Bulan April tanggal 7-8, 2021 yang lalu kami juga telah berhasil melaksanakan sebuah acara pelatihan untuk anak-anak sekolah usia sekolah menengah atas di Dusun Goisooinan, Sipora. Berjudul “ Pelatihan Pengamatan Satwaliar dan Penggunaan Smartphone untuk Promosi Konservasi”.  Kegiatan yang didukung oleh SWARAOWA dari Yogyakarta dan Fortwayne Children’s Zoo dari Indiana Amerika Serikat. Latar belakang acara ini adalah semakin susahnya kita menjumpai satwa-satwa asli mentawai dan generasi muda semakin jauh dari rasa memiliki kekayaan alam mentawai, beberapa daerah khususnya di Mentawai juga sudah bagus sinyal telekomunikasi, dan anak-anak ini hampir setiap hari menggunakan gawai. Oleh karena itu potensi generasi muda mentawai ini perlu di dorong dengan pengalaman-pengalaman lapangan yang memang tidak dapat di sekolah, bagaimana mendokumentasikan alam sekitar mereka dan membuat cerita untuk oranglain supaya lebih tertarik, ataupun mengenalkan diri mereka dan budaya mentawai.


Peserta acara ini adalah 15 orang  anak-anak usia SMA, 10 Orang darai Sipora dan 5 orang dari Siberut, terdiri dari 7 anak perempuan dan 8 anak laki-laki. Acara dilaksanakan 2 hari, dengan susunan acara 1 hari materi kelas dan 1 hari ke hutan.
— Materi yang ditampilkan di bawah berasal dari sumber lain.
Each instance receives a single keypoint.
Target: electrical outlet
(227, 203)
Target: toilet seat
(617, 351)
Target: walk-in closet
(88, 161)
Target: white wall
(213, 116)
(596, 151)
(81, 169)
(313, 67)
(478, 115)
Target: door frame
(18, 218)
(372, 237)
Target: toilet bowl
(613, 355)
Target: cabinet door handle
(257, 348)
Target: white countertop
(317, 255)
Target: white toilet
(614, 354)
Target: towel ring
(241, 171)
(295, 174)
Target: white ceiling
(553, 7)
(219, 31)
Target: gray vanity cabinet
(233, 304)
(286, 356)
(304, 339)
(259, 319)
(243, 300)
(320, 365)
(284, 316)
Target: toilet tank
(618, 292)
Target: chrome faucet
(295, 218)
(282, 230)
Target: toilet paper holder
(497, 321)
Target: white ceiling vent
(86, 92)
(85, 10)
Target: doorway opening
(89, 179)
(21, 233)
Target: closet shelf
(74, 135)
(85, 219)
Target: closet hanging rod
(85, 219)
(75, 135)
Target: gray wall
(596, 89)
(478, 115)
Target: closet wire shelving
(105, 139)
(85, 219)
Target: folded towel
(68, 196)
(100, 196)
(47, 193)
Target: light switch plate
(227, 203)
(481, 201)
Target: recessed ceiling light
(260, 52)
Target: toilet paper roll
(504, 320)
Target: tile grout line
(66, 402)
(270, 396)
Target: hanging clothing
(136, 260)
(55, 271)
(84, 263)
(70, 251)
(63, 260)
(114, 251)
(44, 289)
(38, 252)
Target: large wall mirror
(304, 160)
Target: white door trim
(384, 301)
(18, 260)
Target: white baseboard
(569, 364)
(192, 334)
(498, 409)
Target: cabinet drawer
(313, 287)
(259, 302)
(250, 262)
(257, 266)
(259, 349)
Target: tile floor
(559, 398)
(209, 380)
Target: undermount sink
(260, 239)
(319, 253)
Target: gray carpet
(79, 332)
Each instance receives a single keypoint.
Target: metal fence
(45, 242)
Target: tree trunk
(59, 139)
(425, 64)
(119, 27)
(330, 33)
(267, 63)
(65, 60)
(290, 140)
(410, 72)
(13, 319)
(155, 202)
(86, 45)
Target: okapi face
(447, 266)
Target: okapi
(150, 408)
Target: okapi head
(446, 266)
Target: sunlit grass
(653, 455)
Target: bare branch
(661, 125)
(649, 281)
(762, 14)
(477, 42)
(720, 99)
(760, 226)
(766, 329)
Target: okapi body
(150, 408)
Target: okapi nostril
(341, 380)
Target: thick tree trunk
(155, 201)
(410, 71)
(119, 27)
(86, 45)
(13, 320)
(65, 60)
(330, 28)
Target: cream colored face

Pemateri yang di undang dalam acara ini adalah dari Birdpacker indonesia, organisasi konservasi burung dari Malang Jawa timur, ada mas Waskito Kukuh dan mbak Devi Ayumandasari, yang akan menyampaikan materi tentang pengamatan burung dan penggunaan smarphone untuk fotografi dan promosi konservasi melalui sosial media. dan tentang primata disampaikan oleh mbak Eka Cahayningrum dari SwaraOwa organisasi konservasi primata dari Yogyakarta yang berkerja untuk konservasi Owa Indonesia.

Hari pertama acara kelas di buka oleh Ketua Malinggai atau  yang mewakili ( Bapak Vincent) dan sambutan-sambutan dari dinas Pendidikan dan Kebudayaan Kab.KepMentawai, dari dinas Pariwisata,  dan dari Desa Goisooinan.

Acara hari pertama setelah pembukaan oleh tarian-tarian adat dari sanggar malinggai Uma dari Siberut Selatan, dilanjutkan dengan  pengenalan dasar-dasar teknik pengamatan alam khususnya untuk satwaliar burung dan primata, dan menggunakan nya sebagai bahan publikasi di media sosial, sperti instagram, facebook, dan whatsapp.

Hari kedua acara dilakukan di hutan yang di bagi menjadi 3 kelompok, pengamatan-pengamatan di dokumentasikan di selesai pengamatan di lalukan presentasi hasil dari masing-masing kelompok.  Dalam menyampaikan presentasi ini peserta juga di perkenalkan oleh para pemateri tetang bagaimana menyajikan data dalam presentasi menggunakan power point yang sederhana dan menarik.

Antusias  peserta yang juga di dampingi para pendamping dari Malinggai Uma, telah berhasil mendokumentasikan foto-foto yang di jumpai selama pengamatan dan beberapa diantaranya juga sudah di upload di sosial media.

Harapannya kegiatan ini dapat memberikan wawasan baru dan pengalaman untuk generasi muda mentawai untuk lebih mengenal apa yang ada di sekitar mereka dan melestarikan identitas budaya asli mentawai.